The N.C. Department of Transportation is “leaning toward” posting a sign indicating that there are in fact two routes to Cherokee — one through Maggie and one that continues on past Sylva.
But by posting another sign, the department of transportation would “take away from one and give to another,” said Alderman Mike Matthews. “There has not been enough information to say you should go this way versus this way.”
Jackson County officials, meanwhile, have lobbied for the second sign, pointing out that the four-lane highway going past Sylva is actually safer and more user friendly than the route through Maggie. The tribe has expressed a desire for a second sign.
“They feel like the two-lane road over Soco is hazardous,” said Reuben Moore, a DOT official who works in the regional office in Sylva.
But DeSimone questioned Jackson’s true motive.
“Obviously, Jackson County did not bring this up because they were concerned for public welfare,” DeSimone said.
Maggie Valley could win out, however, as the DOT has yet to find a place to put the new sign and has not settled on concise wording.
Safety and travel time
Moore updated the Maggie Valley Board of Aldermen on the status of the sign issue at a town meeting last week.
If the DOT decides to allow a new sign, it would be placed by May before the beginning of the tourist season.
But, posting a new sign faces several obstacles, including where to place it.
“It takes about a mile of signage to properly sign an exit,” Moore said. But the roadside leading up to the Maggie exit is already cluttered with signage.
DOT has not settled on the appearance of the sign. It cannot simply put two dueling arrows on a sign pointing this way or that way to Cherokee.
“That is strictly against policy,” Moore said.
The DOT has discussed making a sign with the words Cherokee spanning the top half of the sign and the mileage for both routes below it: U.S. 74 at 37 miles and U.S. 19 at 24 miles.
Although the route through Maggie is shorter distance-wise, a study by the DOT showed that travel time was essentially the same — about 35 minutes — no matter which road was taken.
“We found that the travel time was very nearly the same,” Moore said.
Initially, Moore wanted the sign to specify that the travel time was about the same no matter which route is taken, but DOT vetoed the idea because traffic or accidents could delay travel along one of the roads.
The department only test-drove the routes three times during the late fall and winter. The times do not account for increased traffic during the summer and early fall months when tourists flood the area. Get stuck behind a slow moving Winnebago, and the trip through Soco Gap could be a grueling one.
The review of both routes showed that the crash rate on U.S. 19 is 10 percent higher.
Alderman Mike Matthews said that the two roads are incomparable when it comes to wrecks because U.S. 19 runs through a town where cars are often slowing down or speeding up and pulling in or out of parking lots. The U.S. 441 route, however, is a four-lane divided highway.
“I don’t even see how that could be compared,” Matthews said.
Maggie Valley officials said they want “overwhelming, definitive information” showing that the road through Jackson County is safer.

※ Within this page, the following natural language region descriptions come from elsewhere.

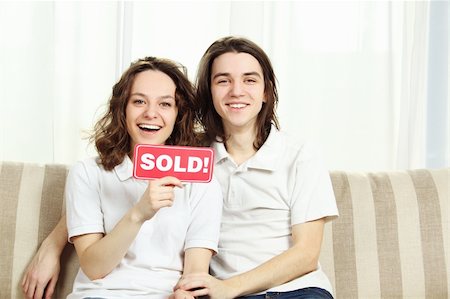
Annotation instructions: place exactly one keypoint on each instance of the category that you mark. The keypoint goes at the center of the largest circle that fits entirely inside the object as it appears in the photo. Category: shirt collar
(267, 157)
(124, 170)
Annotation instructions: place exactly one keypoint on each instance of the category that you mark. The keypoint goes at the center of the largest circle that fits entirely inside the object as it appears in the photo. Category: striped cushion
(390, 241)
(392, 237)
(31, 196)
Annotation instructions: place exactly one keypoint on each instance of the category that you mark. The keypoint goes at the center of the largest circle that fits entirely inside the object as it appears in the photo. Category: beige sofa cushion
(390, 241)
(392, 237)
(32, 201)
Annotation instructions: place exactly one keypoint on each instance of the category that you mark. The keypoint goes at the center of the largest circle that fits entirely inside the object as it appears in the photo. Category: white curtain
(353, 76)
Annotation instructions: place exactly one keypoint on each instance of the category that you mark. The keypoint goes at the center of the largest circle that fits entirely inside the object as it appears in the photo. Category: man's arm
(298, 260)
(42, 272)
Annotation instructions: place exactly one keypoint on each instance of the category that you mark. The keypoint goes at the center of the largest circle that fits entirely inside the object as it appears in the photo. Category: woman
(277, 192)
(135, 238)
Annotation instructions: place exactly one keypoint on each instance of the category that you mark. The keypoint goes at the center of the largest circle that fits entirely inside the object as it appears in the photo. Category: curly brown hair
(211, 120)
(110, 135)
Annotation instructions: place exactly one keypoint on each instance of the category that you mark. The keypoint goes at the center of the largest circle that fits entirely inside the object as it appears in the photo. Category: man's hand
(181, 294)
(201, 284)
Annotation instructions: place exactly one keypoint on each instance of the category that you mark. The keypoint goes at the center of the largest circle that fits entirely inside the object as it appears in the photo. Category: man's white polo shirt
(283, 184)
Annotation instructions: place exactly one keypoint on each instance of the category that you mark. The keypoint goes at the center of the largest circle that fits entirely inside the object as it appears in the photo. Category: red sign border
(137, 146)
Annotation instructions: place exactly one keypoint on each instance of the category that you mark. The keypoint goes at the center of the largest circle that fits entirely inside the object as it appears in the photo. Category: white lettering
(194, 164)
(147, 161)
(160, 165)
(178, 167)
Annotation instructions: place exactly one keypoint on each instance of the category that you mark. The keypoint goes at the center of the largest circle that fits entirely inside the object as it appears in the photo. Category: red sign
(188, 164)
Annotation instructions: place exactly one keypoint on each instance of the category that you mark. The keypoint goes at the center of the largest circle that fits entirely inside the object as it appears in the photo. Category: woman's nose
(151, 111)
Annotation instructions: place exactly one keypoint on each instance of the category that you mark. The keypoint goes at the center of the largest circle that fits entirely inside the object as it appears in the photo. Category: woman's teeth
(237, 105)
(149, 127)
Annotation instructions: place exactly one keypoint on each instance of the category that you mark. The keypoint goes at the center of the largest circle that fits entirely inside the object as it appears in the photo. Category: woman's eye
(138, 101)
(166, 104)
(222, 81)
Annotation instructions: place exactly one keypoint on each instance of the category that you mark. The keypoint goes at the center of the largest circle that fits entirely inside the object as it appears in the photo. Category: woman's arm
(42, 272)
(99, 254)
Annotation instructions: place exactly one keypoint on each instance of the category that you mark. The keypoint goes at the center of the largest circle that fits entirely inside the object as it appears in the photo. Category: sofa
(392, 239)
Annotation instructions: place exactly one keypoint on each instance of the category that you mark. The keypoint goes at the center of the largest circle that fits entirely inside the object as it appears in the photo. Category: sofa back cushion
(392, 237)
(32, 201)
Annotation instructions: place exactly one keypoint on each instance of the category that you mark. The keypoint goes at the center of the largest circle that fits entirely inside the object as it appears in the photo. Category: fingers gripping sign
(159, 194)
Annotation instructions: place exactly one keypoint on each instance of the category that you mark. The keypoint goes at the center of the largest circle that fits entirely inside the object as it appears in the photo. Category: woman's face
(237, 88)
(151, 109)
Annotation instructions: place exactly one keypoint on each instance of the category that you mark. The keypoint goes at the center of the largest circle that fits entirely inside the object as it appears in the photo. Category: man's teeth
(149, 127)
(237, 105)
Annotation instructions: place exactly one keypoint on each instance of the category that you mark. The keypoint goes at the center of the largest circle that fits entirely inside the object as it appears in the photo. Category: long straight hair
(211, 120)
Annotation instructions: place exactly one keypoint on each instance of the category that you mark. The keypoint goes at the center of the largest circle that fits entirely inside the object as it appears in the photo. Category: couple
(161, 238)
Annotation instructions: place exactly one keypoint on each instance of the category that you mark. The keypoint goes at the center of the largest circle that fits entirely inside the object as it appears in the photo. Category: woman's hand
(159, 194)
(40, 278)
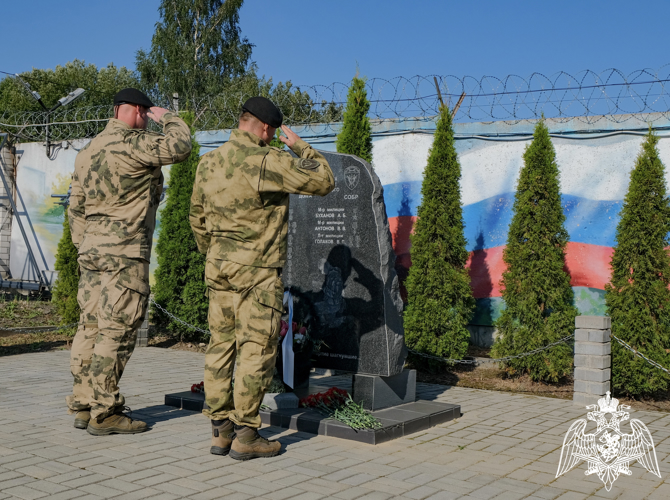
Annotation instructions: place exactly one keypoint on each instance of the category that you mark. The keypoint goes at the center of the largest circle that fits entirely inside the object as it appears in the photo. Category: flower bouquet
(337, 404)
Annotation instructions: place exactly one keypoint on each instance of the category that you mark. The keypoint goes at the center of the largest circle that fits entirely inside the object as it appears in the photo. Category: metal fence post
(593, 359)
(143, 332)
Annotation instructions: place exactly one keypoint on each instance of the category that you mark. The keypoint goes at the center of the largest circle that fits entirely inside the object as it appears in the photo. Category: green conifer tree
(64, 292)
(538, 296)
(355, 138)
(637, 298)
(440, 301)
(180, 287)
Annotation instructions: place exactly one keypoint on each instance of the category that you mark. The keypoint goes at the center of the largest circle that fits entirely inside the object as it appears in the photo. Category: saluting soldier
(239, 215)
(116, 188)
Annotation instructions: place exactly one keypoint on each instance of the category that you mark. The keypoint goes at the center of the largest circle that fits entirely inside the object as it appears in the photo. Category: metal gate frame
(41, 283)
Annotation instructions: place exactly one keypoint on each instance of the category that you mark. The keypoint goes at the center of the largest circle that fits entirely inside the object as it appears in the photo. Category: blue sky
(319, 42)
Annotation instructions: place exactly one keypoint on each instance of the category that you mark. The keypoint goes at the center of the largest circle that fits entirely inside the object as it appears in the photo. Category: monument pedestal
(374, 392)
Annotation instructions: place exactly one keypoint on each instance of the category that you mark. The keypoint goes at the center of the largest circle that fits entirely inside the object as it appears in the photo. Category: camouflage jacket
(239, 207)
(117, 185)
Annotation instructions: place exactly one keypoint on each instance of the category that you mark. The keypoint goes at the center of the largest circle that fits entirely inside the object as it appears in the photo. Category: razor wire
(639, 98)
(638, 353)
(175, 318)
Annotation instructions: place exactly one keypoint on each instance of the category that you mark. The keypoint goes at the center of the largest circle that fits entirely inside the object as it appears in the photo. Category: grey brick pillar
(593, 359)
(143, 332)
(7, 158)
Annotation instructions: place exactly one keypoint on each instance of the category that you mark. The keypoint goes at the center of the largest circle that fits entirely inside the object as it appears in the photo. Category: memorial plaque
(340, 270)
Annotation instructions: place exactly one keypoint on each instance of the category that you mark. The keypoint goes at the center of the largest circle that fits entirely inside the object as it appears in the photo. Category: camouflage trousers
(113, 293)
(245, 307)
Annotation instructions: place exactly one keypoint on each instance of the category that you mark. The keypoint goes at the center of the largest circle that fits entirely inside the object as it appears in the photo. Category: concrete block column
(7, 160)
(593, 359)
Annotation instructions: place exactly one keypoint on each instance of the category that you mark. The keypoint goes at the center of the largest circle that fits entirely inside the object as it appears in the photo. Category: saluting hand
(291, 137)
(156, 113)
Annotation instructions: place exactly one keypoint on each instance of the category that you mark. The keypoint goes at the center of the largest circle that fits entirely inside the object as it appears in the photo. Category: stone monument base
(374, 392)
(396, 422)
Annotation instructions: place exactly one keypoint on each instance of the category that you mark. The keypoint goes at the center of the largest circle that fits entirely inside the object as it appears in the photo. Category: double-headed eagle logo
(617, 451)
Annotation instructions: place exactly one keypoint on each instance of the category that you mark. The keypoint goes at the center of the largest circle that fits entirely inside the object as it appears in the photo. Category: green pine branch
(355, 138)
(536, 287)
(440, 301)
(180, 287)
(64, 293)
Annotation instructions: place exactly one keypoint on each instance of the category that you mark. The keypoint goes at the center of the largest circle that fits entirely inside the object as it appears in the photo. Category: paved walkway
(505, 447)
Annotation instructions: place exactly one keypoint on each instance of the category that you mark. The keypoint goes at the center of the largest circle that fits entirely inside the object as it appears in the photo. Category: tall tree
(440, 301)
(538, 297)
(638, 298)
(355, 138)
(180, 287)
(67, 284)
(196, 49)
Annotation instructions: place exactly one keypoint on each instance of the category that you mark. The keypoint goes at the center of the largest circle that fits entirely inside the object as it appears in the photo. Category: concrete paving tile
(139, 494)
(25, 492)
(215, 494)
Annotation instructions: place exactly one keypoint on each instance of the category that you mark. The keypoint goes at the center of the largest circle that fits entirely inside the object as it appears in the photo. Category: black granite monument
(340, 270)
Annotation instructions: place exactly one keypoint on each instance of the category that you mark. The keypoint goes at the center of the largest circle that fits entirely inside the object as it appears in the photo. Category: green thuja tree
(536, 288)
(637, 298)
(355, 138)
(180, 287)
(64, 293)
(440, 301)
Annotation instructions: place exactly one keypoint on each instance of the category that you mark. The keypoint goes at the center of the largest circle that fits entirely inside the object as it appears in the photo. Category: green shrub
(637, 298)
(64, 293)
(538, 296)
(440, 301)
(355, 137)
(180, 277)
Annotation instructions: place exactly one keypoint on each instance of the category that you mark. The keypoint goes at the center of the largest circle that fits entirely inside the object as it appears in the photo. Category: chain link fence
(609, 96)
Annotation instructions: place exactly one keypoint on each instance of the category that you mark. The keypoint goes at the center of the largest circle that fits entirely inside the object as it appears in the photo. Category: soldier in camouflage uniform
(239, 215)
(116, 189)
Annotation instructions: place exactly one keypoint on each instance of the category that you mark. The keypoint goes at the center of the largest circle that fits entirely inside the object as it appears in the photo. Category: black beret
(264, 110)
(132, 96)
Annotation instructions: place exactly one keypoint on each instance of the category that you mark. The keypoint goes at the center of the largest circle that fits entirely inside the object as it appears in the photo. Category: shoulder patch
(309, 164)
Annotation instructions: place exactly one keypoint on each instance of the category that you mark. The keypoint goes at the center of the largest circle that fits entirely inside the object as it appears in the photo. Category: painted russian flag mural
(594, 180)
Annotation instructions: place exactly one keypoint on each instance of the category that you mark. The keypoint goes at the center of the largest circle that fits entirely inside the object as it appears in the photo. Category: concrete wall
(7, 160)
(594, 160)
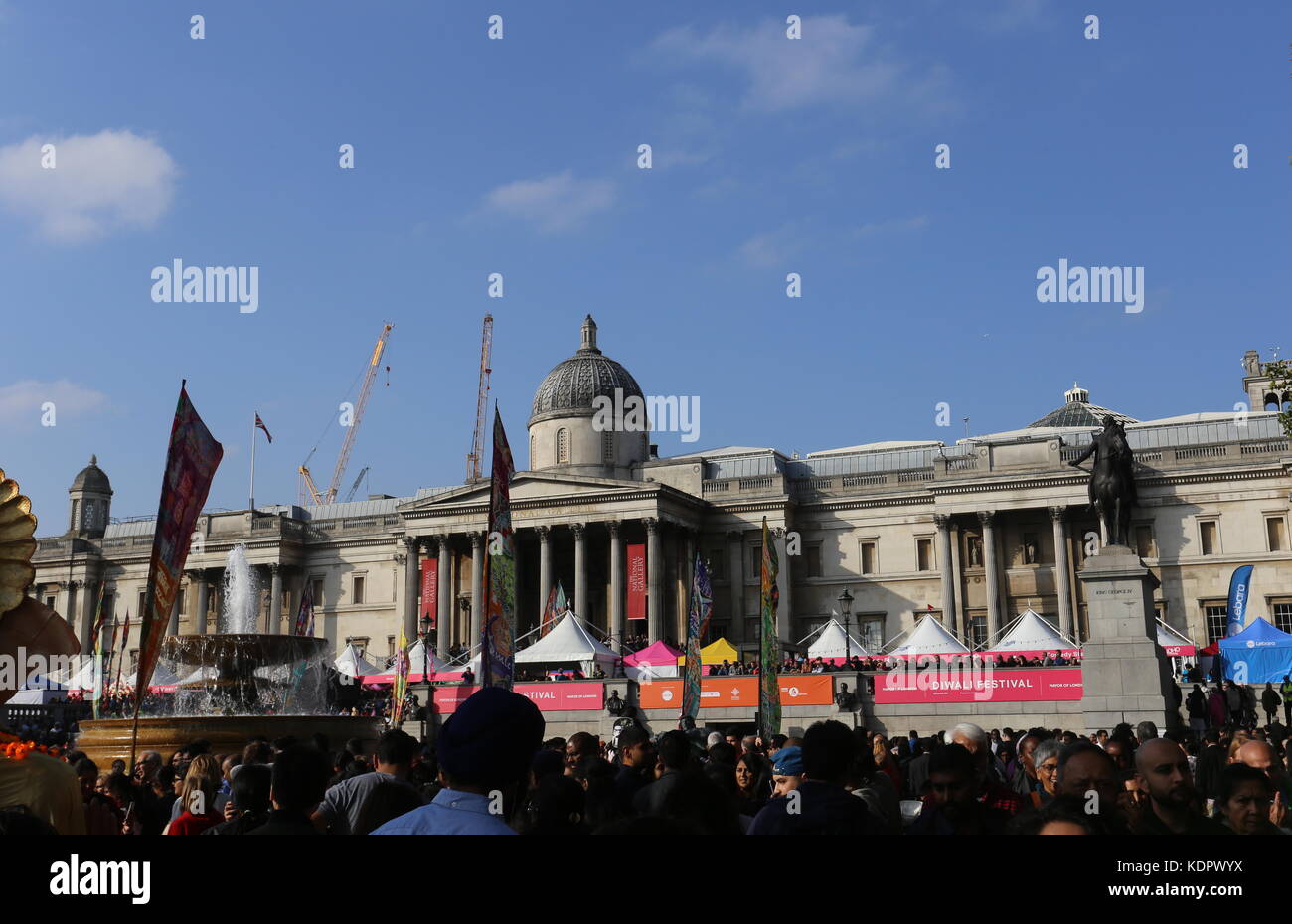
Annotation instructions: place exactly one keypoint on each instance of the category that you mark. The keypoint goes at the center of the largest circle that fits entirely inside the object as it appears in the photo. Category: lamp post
(845, 606)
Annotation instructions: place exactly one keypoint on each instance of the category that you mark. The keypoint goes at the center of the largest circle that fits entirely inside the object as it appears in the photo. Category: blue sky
(518, 157)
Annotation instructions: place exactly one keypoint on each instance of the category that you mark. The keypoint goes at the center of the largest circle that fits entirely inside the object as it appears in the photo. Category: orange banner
(806, 689)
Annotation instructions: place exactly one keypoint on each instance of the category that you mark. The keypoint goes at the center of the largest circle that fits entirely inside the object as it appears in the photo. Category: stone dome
(571, 386)
(91, 478)
(1077, 411)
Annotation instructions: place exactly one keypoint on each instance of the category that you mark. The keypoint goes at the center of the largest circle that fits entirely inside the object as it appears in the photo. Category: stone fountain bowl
(229, 656)
(107, 739)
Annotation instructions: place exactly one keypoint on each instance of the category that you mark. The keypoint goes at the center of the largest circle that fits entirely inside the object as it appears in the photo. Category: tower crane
(477, 454)
(352, 430)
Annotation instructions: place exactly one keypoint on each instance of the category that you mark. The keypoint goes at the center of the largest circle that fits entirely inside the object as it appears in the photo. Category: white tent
(352, 663)
(568, 641)
(929, 636)
(417, 660)
(835, 643)
(1030, 633)
(38, 692)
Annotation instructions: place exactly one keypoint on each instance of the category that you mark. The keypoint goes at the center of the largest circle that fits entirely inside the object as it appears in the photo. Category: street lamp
(845, 606)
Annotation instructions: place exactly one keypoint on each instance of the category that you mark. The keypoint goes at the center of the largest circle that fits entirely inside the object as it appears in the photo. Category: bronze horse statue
(1112, 491)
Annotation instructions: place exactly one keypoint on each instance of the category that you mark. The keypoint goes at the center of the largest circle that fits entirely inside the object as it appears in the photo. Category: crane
(356, 485)
(352, 430)
(477, 454)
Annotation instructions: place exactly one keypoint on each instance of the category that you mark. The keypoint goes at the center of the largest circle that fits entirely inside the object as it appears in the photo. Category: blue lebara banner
(1239, 588)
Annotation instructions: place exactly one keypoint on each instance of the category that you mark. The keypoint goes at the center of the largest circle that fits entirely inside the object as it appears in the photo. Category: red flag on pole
(190, 464)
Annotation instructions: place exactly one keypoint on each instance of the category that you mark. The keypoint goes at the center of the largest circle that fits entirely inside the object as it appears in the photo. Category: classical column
(580, 570)
(409, 544)
(443, 606)
(736, 538)
(275, 600)
(544, 567)
(654, 579)
(203, 602)
(1060, 579)
(784, 607)
(173, 626)
(948, 575)
(990, 568)
(477, 588)
(616, 584)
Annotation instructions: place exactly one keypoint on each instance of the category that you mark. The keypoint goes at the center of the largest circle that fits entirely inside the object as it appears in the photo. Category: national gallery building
(976, 532)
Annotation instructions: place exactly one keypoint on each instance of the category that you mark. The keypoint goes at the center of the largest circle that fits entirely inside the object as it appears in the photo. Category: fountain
(233, 686)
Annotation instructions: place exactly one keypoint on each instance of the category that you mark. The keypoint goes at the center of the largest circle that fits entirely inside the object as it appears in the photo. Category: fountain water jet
(236, 684)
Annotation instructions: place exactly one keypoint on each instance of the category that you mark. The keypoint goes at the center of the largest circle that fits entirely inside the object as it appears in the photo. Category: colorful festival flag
(769, 682)
(498, 630)
(401, 688)
(697, 623)
(556, 607)
(125, 647)
(305, 614)
(98, 653)
(190, 464)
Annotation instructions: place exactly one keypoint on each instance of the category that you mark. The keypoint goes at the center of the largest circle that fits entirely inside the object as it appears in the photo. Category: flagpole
(252, 506)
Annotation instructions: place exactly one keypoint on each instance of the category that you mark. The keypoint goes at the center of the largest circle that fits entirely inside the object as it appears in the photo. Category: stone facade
(977, 532)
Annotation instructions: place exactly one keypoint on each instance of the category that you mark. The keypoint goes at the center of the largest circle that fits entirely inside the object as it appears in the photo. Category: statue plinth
(1125, 675)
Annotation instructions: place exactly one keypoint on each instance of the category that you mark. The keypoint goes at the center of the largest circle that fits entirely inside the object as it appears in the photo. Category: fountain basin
(107, 739)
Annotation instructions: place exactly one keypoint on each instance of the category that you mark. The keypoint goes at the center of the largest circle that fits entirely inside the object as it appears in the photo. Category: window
(869, 561)
(870, 632)
(1217, 622)
(1144, 544)
(1030, 549)
(924, 554)
(1275, 529)
(1209, 534)
(1282, 613)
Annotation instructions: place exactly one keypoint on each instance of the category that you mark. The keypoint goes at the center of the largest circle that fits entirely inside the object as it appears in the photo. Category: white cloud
(555, 203)
(835, 61)
(21, 402)
(99, 183)
(774, 247)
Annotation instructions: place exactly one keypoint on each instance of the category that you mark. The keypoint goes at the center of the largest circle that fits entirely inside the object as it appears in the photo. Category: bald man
(1162, 772)
(1261, 756)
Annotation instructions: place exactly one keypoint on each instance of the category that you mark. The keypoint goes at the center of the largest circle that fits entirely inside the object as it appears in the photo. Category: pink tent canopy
(659, 653)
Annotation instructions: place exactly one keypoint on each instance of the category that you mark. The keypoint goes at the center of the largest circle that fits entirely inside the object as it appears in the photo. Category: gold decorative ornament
(17, 544)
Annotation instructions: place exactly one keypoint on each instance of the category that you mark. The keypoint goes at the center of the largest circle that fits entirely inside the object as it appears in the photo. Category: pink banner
(636, 581)
(555, 696)
(430, 589)
(999, 686)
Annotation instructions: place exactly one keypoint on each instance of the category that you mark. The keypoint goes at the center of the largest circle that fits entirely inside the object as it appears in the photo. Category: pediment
(529, 486)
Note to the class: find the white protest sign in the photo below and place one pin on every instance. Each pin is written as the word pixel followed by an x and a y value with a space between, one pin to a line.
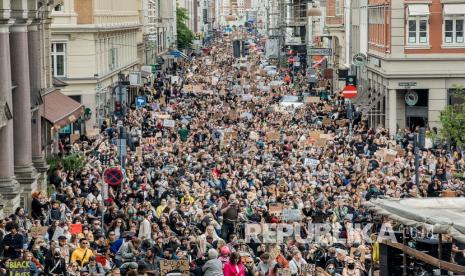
pixel 168 123
pixel 247 97
pixel 291 214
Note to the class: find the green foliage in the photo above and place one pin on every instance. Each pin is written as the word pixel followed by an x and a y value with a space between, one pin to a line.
pixel 185 36
pixel 72 162
pixel 453 119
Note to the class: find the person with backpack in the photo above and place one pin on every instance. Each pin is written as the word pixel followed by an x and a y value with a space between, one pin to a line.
pixel 82 254
pixel 55 264
pixel 93 267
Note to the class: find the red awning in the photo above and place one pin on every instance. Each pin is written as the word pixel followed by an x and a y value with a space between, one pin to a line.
pixel 61 110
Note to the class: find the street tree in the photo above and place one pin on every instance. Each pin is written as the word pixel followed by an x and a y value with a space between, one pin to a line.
pixel 185 35
pixel 453 118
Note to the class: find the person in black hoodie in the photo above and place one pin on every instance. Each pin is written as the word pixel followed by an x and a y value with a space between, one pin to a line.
pixel 55 264
pixel 13 242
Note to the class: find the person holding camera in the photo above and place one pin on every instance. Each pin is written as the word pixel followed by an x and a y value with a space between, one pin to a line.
pixel 351 269
pixel 230 216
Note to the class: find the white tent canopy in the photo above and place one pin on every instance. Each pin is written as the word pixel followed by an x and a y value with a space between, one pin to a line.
pixel 442 215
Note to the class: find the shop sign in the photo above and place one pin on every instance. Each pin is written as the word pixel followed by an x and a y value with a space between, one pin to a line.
pixel 319 51
pixel 407 84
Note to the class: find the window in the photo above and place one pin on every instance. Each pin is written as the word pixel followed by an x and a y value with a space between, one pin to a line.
pixel 417 30
pixel 337 4
pixel 59 8
pixel 453 30
pixel 113 59
pixel 58 59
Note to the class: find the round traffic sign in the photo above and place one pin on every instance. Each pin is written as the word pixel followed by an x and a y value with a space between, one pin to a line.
pixel 349 92
pixel 113 176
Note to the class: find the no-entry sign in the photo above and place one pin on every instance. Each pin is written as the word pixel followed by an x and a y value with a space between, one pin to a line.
pixel 349 92
pixel 113 176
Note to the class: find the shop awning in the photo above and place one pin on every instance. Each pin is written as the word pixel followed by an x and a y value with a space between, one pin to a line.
pixel 61 110
pixel 418 10
pixel 454 9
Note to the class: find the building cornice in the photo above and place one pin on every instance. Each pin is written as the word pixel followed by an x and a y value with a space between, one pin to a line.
pixel 92 28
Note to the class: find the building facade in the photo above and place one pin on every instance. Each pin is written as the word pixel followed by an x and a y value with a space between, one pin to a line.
pixel 159 30
pixel 92 43
pixel 416 53
pixel 30 106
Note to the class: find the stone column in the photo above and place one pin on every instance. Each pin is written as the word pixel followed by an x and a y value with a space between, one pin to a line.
pixel 34 51
pixel 24 169
pixel 9 187
pixel 392 112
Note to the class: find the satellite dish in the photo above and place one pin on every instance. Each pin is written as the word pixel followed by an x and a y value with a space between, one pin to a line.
pixel 359 59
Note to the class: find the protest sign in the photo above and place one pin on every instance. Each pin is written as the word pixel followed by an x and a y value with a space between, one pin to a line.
pixel 247 115
pixel 312 99
pixel 449 193
pixel 389 156
pixel 232 115
pixel 283 272
pixel 174 79
pixel 188 88
pixel 214 80
pixel 169 123
pixel 342 123
pixel 38 231
pixel 320 142
pixel 361 250
pixel 253 135
pixel 247 97
pixel 92 132
pixel 169 266
pixel 75 229
pixel 308 270
pixel 315 134
pixel 326 121
pixel 139 152
pixel 272 136
pixel 275 208
pixel 74 137
pixel 291 214
pixel 150 140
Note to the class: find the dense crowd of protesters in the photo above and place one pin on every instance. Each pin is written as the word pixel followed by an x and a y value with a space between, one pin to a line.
pixel 191 189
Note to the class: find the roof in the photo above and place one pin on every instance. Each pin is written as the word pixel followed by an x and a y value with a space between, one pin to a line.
pixel 441 215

Does DOT consider U.S. 19 to be safe, Matthews asked?
“Absolutely,” Moore responded.
Aldermen Saralyn Price asked Moore pointblank which road would he take if it was snowing and he was in Lake Junaluska.
“I wouldn’t be out,” Moore said.
The Board of Aldermen argued that the DOT has not provided any information that would validate a decision to post a new directional sign.
“I have not heard anything definite about (U.S. 441) being safer,” DeSimone said.
Capturing tourism dollars
Maggie Valley and Jackson County each hope to attract a portion of the 3.5 million people who visit the casino in Cherokee each year.
The idea that Maggie Valley will lose business should an alternative route be posted “presupposes that people are going to do what the signs tell them to do,” Moore said.
Jackson County commissioners haven’t been shy about their desires to funnel tourism traffic through that county. Jackson County Manager Chuck Wooten and the five county commissioners expressed surprise last week that their request for a sign had triggered uproars in Maggie Valley.
As they hammered out possible designs for a new welcome sign at the county line, Commissioner Doug Cody joked that they should add to Jackson County’s fantasy sign: “This is the best route to Cherokee.”
A decision will be made based on safety and the speed of traffic, assured Moore, not based on which route is more scenic or needs more business.
According to Jackson County Travel and Tourism, visitors have said that they prefer to take U.S. 441 to Cherokee. But, Moore said he can’t confirm whether that is true.